Chez les mammifères, les éléments clés du système de l’horloge sont les protéines Clock (Circadian Locomotor Output Cycles Kaput) et Bmal1 (Brain and Muscle Arnt-like Protein 1). Ces protéines fonctionnent comme des facteurs de transcription en se fixant sur une séquence d’ADN particulière, la boîte E, située dans la région promotrice des gènes cibles de l’horloge. Ces facteurs de transcription CLOCK et BMAL1 se dimérisent et contrôlent la transcription rythmique de certains gènes en se liant à l’ADN. Plusieurs de ces gènes, comme les gènes period 1 à 3 et cryptochrome 1 et 2, sont eux-mêmes constitutifs de l’horloge. Les protéines PER et CRY peuvent secondairement migrer dans le noyau où elles inhibent rythmiquement l’activité transcriptionnelle du dimère CLOCK/BMAL1. Elles bloquent ainsi l’expression de leurs propres gènes par un rétrocontrôle négatif. Cette boucle d’autorégulation est le fondement de l’établissement et du maintien des rythmes biologiques.
Dans les cellules, deux types de mécanismes circadiens coexistent. Certains répondent à des signaux systémiques sous contrôle central direct alors que d’autres sont décentralisés. C’est par exemple le cas au niveau hépatique (2). L’arrêt des horloges périphériques du foie est possible chez des souris exprimant un transgène codant pour un répresseur naturel de la transcription du gène Bmal1, Rev-erb alpha.

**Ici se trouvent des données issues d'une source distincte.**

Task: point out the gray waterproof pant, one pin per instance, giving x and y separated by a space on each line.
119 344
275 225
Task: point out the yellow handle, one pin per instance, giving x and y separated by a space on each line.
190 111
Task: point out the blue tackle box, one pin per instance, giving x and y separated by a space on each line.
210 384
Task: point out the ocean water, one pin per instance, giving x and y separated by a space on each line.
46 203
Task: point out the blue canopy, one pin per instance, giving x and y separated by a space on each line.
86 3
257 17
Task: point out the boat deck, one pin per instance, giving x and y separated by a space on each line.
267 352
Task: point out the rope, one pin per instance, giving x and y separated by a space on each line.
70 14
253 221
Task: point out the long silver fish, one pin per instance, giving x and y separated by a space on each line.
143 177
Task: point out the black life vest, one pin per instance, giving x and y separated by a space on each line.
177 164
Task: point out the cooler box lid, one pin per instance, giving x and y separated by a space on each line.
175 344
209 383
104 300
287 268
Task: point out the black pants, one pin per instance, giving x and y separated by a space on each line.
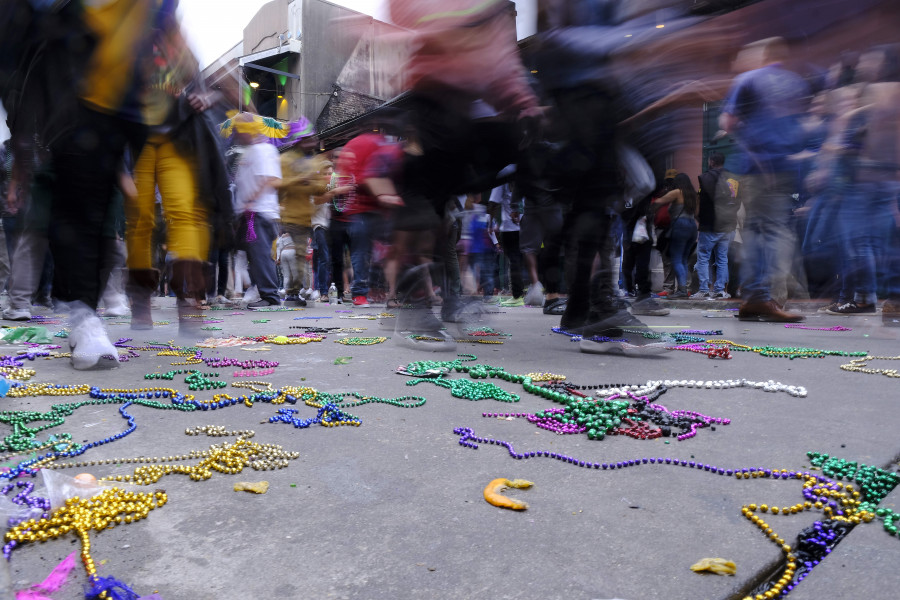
509 241
636 267
589 296
87 161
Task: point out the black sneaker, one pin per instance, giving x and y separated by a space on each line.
611 325
650 307
261 304
832 306
852 308
294 300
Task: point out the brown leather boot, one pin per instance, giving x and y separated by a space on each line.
189 284
768 312
142 283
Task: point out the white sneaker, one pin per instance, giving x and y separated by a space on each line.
91 348
17 314
119 309
535 295
251 296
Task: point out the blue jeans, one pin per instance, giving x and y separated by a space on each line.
322 260
259 255
768 238
356 233
681 241
866 223
710 243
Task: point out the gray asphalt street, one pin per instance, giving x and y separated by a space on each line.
394 507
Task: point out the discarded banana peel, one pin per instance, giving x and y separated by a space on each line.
719 566
260 487
492 495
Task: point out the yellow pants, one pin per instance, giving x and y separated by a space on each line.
187 218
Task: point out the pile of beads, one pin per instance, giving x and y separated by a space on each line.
790 352
260 373
839 502
107 509
24 498
357 341
597 419
767 386
219 363
319 399
799 326
471 390
329 415
858 365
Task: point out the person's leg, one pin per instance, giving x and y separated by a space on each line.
871 219
86 162
224 263
487 262
705 243
548 258
509 241
641 254
12 226
338 235
288 268
678 242
187 218
721 257
300 235
5 267
323 260
259 255
360 253
26 265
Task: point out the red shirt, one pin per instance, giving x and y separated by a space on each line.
352 161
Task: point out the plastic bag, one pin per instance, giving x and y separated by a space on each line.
638 176
640 234
62 487
12 513
35 335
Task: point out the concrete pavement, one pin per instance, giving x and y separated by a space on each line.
394 508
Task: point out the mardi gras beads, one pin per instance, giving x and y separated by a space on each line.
105 510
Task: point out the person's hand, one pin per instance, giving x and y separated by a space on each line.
531 122
12 200
200 102
390 200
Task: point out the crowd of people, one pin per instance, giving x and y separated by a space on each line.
133 190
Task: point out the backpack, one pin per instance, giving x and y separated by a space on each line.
727 202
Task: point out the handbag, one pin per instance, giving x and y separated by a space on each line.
640 234
662 219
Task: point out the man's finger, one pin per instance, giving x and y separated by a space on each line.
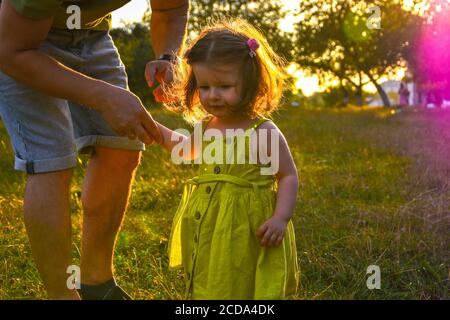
158 94
150 73
151 128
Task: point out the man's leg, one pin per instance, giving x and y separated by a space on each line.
105 196
47 220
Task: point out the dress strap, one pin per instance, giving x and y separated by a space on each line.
256 124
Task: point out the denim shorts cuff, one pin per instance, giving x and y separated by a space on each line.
46 165
109 142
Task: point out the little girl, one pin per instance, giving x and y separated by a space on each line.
232 232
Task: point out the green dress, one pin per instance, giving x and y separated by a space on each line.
214 231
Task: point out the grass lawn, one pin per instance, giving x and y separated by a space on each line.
373 191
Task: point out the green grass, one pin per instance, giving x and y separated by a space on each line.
360 203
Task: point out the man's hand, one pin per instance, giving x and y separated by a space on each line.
126 115
161 71
272 231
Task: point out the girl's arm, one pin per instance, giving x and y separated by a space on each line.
272 231
183 144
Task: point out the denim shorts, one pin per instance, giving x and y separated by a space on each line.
47 132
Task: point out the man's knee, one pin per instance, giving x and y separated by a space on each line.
118 161
59 180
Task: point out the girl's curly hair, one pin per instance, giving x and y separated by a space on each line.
225 43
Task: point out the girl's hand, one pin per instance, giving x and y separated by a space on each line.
272 231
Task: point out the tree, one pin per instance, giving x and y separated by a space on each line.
336 37
263 14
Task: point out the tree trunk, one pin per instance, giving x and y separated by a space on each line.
381 92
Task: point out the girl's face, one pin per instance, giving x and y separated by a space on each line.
219 88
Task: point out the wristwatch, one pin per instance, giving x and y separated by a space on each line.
172 58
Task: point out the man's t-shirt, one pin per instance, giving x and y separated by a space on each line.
95 14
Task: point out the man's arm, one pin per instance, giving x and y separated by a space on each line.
21 60
168 30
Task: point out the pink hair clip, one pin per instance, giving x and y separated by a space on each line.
186 53
253 46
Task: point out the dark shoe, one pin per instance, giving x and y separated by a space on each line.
117 293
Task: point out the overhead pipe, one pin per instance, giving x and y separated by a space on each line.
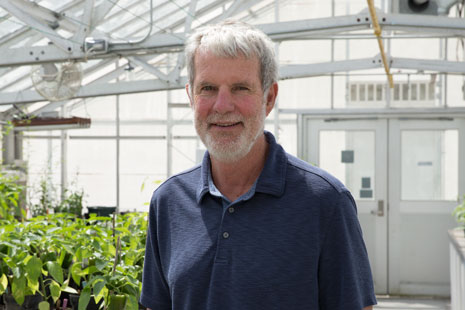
377 29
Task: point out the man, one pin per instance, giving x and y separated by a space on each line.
252 227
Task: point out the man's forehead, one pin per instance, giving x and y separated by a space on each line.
206 62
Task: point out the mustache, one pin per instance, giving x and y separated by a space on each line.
224 118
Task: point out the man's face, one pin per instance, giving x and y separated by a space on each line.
229 107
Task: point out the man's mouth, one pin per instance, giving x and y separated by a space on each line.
225 125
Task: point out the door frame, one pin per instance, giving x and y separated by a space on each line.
392 121
379 263
399 207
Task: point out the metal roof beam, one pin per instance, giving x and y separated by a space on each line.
286 72
34 17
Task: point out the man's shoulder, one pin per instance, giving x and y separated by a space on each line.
314 176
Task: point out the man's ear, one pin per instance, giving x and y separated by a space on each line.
271 98
191 103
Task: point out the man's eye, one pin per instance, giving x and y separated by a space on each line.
207 88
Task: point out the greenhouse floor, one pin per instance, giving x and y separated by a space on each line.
401 303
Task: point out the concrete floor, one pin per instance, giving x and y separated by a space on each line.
400 303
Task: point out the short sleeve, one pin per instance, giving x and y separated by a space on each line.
344 274
155 292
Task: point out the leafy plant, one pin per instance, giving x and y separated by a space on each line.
116 269
459 212
72 203
46 201
11 193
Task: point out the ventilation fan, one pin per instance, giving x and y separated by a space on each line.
57 82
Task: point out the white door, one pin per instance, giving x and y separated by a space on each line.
426 177
405 176
355 152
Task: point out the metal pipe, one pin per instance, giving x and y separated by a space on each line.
377 30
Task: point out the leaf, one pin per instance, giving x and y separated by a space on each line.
98 285
100 264
132 303
102 294
55 290
18 288
55 271
44 305
69 290
76 273
33 269
3 283
33 286
84 299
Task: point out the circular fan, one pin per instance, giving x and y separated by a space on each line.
57 82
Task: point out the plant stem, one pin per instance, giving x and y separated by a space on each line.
118 245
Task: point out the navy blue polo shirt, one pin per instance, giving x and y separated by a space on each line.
292 242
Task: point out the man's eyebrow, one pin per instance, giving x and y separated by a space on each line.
205 83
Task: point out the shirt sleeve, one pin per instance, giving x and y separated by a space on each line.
155 291
344 274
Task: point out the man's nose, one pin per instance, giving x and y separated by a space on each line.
224 102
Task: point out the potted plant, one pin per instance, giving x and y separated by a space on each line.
11 193
34 261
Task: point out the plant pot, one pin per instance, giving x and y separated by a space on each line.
101 210
74 300
117 302
31 302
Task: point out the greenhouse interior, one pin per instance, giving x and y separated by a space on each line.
95 117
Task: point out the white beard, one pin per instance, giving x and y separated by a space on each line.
231 148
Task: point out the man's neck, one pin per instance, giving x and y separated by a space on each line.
236 178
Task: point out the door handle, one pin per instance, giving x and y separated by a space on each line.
380 210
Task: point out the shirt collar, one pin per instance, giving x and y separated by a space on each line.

Lorsque ce transgène est exprimé, le niveau de Bmal1 hépatocytaire s’effondre et l’oscillateur cesse de fonctionner. En revanche, l’ajout à la nourriture des souris de doxycycline, qui inactive le transgène, permet aux oscillateurs hépatiques de fonctionner de nouveau. Les gènes qui sont exprimés au niveau de l’horloge hépatique sont impliqués dans le processus de prise alimentaire et déterminent notamment l’horaire de prise des repas.
Le sommeil influence le poids, l’appétit et les régimes alimentaires.
Selon des travaux récents, la gestion du poids et de l’appétit est sous le contrôle du sommeil (3). En effet, une nuit réduite à 4 heures de sommeil occasionne, en moyenne, une augmentation de la prise alimentaire de 22 % (ou 559 calories en moyenne) la journée suivante par comparaison à une nuit de 8 heures. Ce travail suggère que le manque de sommeil pourrait contribuer à l’obésité, en raison d’une augmentation du taux sanguin de ghréline, seule l’hormone orexigène actuellement connue, à la suite d’une privation de sommeil, alors que la concentration sérique de leptine, hormone de la satiété, est diminuée. Ces résultats concordent avec ceux de la Quebec Family Study (4). Chaput et coll. ont en effet observé chez les « petits dormeurs » des niveaux de leptine plus faibles que ceux qui étaient prédits par leur pourcentage de graisse corporelle.
Une étude publiée récemment montre également que le fait de réduire son temps de sommeil diminue les bénéfices d’un régime (5).
Enfin, un nombre d’heures de sommeil insuffisant ou trop important serait un nouveau facteur de risque du diabète de type 2 (6).
D’après les communications des Drs Ueli Schibler (Genève) et Angelo Tremblay (Québec) lors du symposium 1 « Rythmes circadiens et métabolisme ».
(1) Schibler U. The daily rhythms of genes, cells and organs. Biological clocks and circadian timing in cells. EMBO Rep 2005;6(S):S9-13.
(2) Kornmann B, et coll. System-driven and oscillator-dependent circadian transcription in mice with a conditionally active liver clock. PLoS Biol 2007;5:e34.
(3) Brondel L, et coll. Acute partial sleep deprivation increases food intake in healthy men. Am J Clin Nutr 2010;91(6):1550-9.
(4) Chaput JP, et coll. Short sleep duration is associated with reducedleptin levels and increased adiposity: results from the Quebec Family Study. Obesity (Silver Spring) 2007;15:253-61.
(5) Nedeltcheva AV, et coll. Insufficient sleep undermines dietary efforts to reduce adiposity. Ann Intern Med 2010;153:435-41.
(6) Chaput JP, et coll. Sleep duration as a risk factor for the development of type 2 diabetes or impaired glucose tolerance: analyses of the Quebec Family Study. Sleep Med 2009;10(8):919-24.